Designed in 1922 by architect Rudolph M. Schindler, the house is often considered the birthplace of California modernism. Unlike traditional homes of its time, the Schindler House was conceived not as a dwelling in the conventional sense, but as an experiment in communal living and spatial openness. It was built from concrete slabs and redwood planks, using a tilt-up construction method that was radical for its time. The house rejects the idea of “rooms” and instead embraces fluid boundaries, both between interior and exterior and between self and environment. Nature flows into the architecture through open courtyards and sliding panels; privacy is replaced by presence.
Legends
We had the honor of installing works from our 2023 Atelier series, Outside Within, at the Schindler House in West Hollywood—an icon of experimental modernism. Set within this radical architectural landmark, our textile pieces entered into quiet dialogue with the structure’s elemental materials and open relationship to nature.
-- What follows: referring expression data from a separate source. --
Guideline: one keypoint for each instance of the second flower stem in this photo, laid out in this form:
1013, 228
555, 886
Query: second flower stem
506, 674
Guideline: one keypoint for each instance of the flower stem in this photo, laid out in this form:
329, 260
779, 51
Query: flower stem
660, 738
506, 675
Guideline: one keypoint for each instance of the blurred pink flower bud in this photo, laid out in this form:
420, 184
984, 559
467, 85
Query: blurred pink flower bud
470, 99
This architectural ethos made the Schindler House a profoundly fitting context for Outside Within, a series of textile works deeply rooted in the Land Art movement and Sylvie Johnson’s lifelong engagement with the natural world. Each rug in the series is not merely a decorative object but a meditation on materials, gesture, and environment.
Take Embrace (2023), for example—a tufted mohair rug with a motif resembling a nest of tangled branches. Installed in Schindler’s communal space, it echoed the raw tactility of redwood walls and the porousness of indoor/outdoor thresholds. Veer (2023), with its meandering yarn insertions, reflected the asymmetrical flow of the house’s spatial logic, while Arbor (2023), with its irregular, right-angled motifs, mimicked the spirit of makeshift shelter and architectural improvisation that defines the house itself.
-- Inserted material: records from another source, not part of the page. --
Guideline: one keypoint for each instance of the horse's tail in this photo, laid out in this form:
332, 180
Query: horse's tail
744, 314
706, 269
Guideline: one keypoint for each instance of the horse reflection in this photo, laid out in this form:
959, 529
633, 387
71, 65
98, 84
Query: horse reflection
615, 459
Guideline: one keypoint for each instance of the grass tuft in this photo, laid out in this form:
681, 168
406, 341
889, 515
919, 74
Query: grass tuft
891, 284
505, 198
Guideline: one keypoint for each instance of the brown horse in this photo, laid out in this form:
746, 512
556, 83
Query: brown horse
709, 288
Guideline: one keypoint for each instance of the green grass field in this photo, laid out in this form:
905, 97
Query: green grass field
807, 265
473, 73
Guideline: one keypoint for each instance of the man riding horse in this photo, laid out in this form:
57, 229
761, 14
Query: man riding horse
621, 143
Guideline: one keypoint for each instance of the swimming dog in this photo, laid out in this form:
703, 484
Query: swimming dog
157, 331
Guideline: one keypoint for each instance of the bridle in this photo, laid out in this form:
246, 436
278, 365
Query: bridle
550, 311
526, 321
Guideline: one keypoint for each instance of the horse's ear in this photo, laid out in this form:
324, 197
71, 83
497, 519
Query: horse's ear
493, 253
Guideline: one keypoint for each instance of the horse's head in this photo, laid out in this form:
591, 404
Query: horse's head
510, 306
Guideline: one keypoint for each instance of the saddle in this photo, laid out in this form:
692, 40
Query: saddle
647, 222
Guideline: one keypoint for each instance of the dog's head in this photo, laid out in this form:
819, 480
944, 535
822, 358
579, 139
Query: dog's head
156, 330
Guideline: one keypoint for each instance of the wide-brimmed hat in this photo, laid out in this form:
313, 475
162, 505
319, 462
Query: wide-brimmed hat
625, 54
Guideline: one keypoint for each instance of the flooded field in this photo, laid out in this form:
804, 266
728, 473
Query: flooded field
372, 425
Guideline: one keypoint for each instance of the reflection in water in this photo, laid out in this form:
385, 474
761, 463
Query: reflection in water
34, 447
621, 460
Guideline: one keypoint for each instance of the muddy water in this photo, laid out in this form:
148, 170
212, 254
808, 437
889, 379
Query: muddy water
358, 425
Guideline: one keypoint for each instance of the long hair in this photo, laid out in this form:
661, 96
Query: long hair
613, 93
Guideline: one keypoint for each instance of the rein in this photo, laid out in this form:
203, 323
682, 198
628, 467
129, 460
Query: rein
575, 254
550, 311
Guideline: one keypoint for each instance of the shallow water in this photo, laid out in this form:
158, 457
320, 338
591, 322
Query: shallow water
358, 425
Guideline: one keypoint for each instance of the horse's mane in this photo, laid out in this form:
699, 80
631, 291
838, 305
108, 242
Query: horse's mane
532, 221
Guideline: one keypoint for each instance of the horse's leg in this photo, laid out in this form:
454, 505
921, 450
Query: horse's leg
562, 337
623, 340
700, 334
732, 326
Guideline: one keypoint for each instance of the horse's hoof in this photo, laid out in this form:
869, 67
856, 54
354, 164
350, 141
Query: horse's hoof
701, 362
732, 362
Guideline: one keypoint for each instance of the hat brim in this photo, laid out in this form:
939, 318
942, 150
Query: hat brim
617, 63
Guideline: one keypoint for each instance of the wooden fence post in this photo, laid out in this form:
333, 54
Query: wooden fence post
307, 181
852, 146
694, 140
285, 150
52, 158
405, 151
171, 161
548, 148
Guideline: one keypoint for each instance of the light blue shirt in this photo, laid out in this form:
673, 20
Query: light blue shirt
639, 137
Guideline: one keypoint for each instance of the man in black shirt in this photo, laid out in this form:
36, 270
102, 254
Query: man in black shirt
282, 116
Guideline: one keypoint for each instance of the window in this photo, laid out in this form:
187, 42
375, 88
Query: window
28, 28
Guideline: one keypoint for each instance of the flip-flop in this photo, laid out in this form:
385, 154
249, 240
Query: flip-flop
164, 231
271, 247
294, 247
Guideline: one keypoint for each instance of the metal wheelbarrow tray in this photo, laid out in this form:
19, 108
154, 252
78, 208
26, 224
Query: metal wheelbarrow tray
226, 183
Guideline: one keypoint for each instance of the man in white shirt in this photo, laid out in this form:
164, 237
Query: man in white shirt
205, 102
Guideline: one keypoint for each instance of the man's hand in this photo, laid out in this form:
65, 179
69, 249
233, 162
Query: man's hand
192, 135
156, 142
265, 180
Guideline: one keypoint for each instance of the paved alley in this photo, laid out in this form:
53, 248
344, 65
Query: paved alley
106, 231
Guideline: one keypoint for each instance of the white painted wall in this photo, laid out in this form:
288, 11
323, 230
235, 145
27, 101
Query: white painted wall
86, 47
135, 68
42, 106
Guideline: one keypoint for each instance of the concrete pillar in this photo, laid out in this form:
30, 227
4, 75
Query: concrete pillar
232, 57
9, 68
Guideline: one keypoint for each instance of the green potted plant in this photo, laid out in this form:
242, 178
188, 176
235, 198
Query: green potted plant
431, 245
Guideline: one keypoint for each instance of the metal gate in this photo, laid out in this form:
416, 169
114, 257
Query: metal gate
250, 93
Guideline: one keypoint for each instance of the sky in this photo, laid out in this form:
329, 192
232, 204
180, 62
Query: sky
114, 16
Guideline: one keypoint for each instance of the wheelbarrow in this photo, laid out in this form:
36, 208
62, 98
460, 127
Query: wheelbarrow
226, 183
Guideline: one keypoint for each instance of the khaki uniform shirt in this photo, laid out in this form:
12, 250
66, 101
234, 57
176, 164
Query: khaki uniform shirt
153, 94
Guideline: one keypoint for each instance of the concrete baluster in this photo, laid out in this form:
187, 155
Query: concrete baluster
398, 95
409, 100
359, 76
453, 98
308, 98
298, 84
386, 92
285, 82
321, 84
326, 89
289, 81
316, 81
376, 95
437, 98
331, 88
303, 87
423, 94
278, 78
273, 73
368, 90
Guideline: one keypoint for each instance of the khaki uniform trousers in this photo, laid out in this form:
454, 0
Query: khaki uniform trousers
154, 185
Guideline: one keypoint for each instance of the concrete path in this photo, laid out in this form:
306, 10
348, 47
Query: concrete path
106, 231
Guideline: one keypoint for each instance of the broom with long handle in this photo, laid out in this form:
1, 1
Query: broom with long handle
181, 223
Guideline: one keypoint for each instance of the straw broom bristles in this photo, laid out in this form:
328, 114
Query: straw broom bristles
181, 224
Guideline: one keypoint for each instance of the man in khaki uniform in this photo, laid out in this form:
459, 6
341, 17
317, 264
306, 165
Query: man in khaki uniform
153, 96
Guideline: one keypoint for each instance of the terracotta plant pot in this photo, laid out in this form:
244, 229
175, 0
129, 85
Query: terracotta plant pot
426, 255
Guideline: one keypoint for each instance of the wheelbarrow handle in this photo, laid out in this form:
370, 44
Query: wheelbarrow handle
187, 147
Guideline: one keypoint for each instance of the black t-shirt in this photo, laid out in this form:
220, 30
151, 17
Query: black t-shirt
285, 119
Tephra (2023), a dobby-woven piece with spliced yarns and wabi sabi sensibilities, became a subtle conversation with the unfinished textures of concrete and earth surrounding the structure. Firth (2023), whose geometry suggests the intersection of natural and industrial forces, found quiet harmony among the Schindler House’s contrasting elements: lightness and weight, nature and form, permanence and impermanence.
Together, these pieces did more than occupy space—they responded to it. Just as Schindler designed the house as an extension of the California landscape, Outside Within extended textile practice into the realm of architecture, proposing fiber as both ground and gesture, surface and structure.
To install these works in the Schindler House was to recognize a shared language—between architecture and textile, between built form and natural order, between the personal and the planetary. It was a gesture of return: to nature, to experimentation, to the quiet radicalism of material honesty.